A. In April this year, we raised Rs. 50 million for Sri Lanka. This is the highest amount raised in one time by any Ambassador. We identified 14 Government hospitals, got their needs list and identified the commonly needed equipment. We spoke to the vendors and negotiated the prices. We deposited the money directly to vendors while the volunteer staff in Sri Lanka coordinated the donations to hospitals.

Early this year, I learnt that Japan had paid for twice the number of vaccinations needed for their country. They had made large deposits to manufactures so that their entire country was covered. So they had double the vaccinations needed. I knew about this and received guidance from our President and Prime Minister to get the relevant request letter from the Government of Sri Lanka.
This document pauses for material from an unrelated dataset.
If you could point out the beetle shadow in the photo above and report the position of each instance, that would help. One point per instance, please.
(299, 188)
The letter said that we are ready to purchase 600,000 vaccines to administer as the second dose. After the letter went through the usual channels, I coordinated with the Japanese Government to expedite the process, sending them reminders every week about the humanitarian crisis that Sri Lanka is facing and giving them updates on Covid numbers.

This was the time when the LRT project was cancelled and Sri Lanka didn’t receive much priority from the Japanese. But under the President’s directives, I continued engagement with them and urged to support Sri Lanka in the hour of need. After several weeks, they finally heeded the request and decided, not to sell 1.45 billion vaccines but give them to Sri Lanka free. The value of the vaccines was US$ 30 million, enough to cover mission expenses for the next 12 years! This major achievement was possible due to the President’s directives on foreign policy and the hard work of our mission.

Q. What lessons can be learnt from Japan in our path to progress?

A. Japan is a unique country for the discipline of the people, and their respect for the rule of law. It doesn’t even have to be the law. For example, during the quarantine period, government instructions were strictly followed.

People respect each other. Whatever the job they do, big or small, they do it with their head held high. This is what we can learn from Japan that will serve our nation well.